Sens. Johnny Isakson (R-Ga.) and Chris Coons (D-Del.) on June 27 introduced the legislation, which would require new commercial trucks weighing 26,001 pounds or more to have devices that would limit their speed to 65 mph. The devices would be required only for new trucks; the law would not apply to those on the road that don’t already have speed limiter devices.
“The majority of trucks on our roads already have speed-limiting technology built in, and the rest of the technologically advanced world has already put them to use to ensure drivers follow safe speeds,” Isakson said.
Isakson
Legislative attempts to require speed limiters on trucks date back as far as 2011, but none of the proposals has advanced.
“[This legislation] will help reduce accidents on our roadways by requiring the use of speed-limiting technology in large trucks — a step that many companies have already taken to promote safety and fuel efficiency,” Coons added.
American Trucking Associations said it is reviewing the details of the bill. "Our policies support speed limiters but were adopted in the context of more uniform national speed limits for all vehicles," the association said in a release. "As the national trend on speed limits moves in the opposite direction with increasing variance, federal speed limiter efforts must at a minimum account for speed differentials and any potential safety risks that they can create.”
Coons
The National Highway Traffic Safety Administration stated in a preliminary report issued in June that fatalities in crashes involving at least one large truck increased by 3% in 2018 from 2017, despite a decrease of about 1% for all vehicles over the same period.
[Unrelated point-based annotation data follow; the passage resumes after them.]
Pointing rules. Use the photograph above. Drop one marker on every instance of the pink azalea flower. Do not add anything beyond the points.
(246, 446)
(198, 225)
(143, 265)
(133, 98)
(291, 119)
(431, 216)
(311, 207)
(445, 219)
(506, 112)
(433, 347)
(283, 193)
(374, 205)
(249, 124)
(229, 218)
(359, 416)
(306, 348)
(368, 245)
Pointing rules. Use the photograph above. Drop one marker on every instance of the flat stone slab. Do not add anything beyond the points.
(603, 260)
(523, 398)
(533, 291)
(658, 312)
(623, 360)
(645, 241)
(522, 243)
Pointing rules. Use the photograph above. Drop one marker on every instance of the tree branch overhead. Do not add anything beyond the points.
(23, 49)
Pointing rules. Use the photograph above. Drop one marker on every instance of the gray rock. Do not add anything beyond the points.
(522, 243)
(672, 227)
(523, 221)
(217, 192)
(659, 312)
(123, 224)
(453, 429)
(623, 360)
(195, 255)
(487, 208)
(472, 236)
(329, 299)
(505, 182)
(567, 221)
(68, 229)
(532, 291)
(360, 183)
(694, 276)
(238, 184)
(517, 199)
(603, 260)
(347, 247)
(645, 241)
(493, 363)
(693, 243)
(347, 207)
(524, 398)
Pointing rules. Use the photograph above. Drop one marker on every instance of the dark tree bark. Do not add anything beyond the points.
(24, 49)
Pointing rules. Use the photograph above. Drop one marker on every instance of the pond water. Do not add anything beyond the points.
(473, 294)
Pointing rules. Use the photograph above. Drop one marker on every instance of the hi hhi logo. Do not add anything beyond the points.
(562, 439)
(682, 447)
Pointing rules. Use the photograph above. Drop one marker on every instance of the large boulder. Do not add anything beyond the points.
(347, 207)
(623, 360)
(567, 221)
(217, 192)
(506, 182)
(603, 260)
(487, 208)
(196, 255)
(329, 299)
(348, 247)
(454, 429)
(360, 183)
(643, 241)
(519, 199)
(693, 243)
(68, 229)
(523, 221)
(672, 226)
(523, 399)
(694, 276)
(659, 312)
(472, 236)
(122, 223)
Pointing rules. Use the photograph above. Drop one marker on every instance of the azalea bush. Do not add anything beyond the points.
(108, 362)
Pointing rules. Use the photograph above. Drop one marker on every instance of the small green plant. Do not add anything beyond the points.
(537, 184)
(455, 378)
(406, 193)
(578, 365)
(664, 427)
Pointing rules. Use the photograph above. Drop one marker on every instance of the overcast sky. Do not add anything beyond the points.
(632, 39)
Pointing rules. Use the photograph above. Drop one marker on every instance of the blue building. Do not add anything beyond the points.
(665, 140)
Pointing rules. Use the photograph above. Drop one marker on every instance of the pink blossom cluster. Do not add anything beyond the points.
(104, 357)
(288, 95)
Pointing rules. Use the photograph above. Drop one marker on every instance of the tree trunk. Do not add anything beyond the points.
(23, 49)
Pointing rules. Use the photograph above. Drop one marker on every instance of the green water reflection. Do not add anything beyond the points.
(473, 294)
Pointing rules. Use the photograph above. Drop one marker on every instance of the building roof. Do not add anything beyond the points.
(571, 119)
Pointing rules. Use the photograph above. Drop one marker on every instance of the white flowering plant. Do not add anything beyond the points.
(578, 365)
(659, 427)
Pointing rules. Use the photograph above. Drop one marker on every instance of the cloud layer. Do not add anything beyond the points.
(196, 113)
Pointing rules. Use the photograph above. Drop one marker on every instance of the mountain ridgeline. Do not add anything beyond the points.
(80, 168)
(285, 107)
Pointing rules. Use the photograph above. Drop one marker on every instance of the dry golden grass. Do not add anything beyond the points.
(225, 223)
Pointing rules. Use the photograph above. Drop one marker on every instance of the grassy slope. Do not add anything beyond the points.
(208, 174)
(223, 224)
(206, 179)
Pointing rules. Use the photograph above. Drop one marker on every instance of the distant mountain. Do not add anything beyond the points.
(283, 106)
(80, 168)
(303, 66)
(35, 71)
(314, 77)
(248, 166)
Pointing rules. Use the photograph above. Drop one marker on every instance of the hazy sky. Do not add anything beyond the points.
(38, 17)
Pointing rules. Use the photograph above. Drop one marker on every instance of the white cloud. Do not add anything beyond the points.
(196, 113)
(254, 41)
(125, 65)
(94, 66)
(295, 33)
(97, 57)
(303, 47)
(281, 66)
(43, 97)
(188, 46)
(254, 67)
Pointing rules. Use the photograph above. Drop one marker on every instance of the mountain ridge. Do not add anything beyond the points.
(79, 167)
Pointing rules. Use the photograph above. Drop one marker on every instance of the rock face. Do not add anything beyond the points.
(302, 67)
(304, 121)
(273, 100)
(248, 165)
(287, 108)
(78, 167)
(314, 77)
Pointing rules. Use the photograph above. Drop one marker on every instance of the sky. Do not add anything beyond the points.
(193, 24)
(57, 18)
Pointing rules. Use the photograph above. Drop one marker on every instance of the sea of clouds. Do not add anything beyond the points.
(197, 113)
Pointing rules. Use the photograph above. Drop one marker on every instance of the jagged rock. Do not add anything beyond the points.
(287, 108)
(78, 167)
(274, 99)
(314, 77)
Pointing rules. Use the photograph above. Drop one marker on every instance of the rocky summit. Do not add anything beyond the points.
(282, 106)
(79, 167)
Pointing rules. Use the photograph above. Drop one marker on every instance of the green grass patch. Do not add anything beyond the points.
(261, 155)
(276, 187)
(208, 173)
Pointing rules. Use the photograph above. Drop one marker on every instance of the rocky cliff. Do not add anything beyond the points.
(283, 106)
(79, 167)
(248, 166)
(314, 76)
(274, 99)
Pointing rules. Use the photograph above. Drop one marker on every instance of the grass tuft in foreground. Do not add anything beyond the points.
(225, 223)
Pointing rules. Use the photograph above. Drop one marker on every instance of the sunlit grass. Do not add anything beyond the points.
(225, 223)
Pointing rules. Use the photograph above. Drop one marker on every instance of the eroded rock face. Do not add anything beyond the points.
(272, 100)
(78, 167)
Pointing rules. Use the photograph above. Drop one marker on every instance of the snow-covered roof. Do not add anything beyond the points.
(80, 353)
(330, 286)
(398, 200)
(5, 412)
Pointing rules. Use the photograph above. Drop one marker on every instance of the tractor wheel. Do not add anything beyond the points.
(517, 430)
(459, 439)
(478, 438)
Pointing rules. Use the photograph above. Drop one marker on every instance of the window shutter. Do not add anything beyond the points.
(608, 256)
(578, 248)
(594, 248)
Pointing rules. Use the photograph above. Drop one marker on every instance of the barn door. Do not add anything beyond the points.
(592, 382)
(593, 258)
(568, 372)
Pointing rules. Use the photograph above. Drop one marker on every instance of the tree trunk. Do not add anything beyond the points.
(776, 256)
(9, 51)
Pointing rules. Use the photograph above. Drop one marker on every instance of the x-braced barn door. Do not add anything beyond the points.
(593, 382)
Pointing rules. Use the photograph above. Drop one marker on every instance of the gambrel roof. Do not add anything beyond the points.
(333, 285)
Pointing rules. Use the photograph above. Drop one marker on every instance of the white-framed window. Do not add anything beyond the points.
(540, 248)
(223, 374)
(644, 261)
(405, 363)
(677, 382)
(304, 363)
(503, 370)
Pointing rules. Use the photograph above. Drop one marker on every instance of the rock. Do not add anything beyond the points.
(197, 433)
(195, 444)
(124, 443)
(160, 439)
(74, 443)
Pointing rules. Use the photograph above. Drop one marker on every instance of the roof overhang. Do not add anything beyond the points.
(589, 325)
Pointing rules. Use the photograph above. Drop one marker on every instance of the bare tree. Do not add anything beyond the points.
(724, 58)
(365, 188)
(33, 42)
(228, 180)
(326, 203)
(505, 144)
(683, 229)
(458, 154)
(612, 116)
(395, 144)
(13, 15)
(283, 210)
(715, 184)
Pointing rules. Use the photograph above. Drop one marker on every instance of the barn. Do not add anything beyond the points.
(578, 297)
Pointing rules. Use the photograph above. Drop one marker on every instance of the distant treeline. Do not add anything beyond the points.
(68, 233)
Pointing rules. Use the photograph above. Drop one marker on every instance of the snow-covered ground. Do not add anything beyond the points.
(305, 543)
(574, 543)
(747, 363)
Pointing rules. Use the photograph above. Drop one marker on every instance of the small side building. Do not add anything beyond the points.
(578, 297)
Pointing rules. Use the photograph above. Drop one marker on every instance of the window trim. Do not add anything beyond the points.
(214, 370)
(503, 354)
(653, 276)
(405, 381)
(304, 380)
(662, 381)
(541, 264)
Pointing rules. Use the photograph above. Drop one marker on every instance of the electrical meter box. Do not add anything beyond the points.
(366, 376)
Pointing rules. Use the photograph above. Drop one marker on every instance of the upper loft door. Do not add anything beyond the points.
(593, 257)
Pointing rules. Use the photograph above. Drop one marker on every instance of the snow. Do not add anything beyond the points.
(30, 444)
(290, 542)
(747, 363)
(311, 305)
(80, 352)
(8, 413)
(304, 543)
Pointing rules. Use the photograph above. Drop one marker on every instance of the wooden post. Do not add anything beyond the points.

The report did not break down the number of truck-involved fatalities.
In April, the Insurance Institute for Highway Safety concluded that more than 36,000 lives could have been saved if states had not increased their maximum speed limits during the 25-year period between 1993 and 2017.
“The speed at which a motor vehicle is traveling affects both the likelihood of a crash and the severity of the crash,” IIHS said in the study. “Increased speed increases the energy of a collision.”
The IIHS maintains that speed-limiting could be the first step in moving toward their definition of safer roads.
“Keeping speed in check is one part of what should be a broader safety strategy,” said Russ Rader, a spokesman for IIHS. “We also need to get other crash-avoidance technologies like front-crash prevention and blind spot detection on large trucks; we need to keep an effective hours-of-service rule for operators on the books; and we need to look for expanded ways to get trucks with defective equipment like subpar brakes off the road.”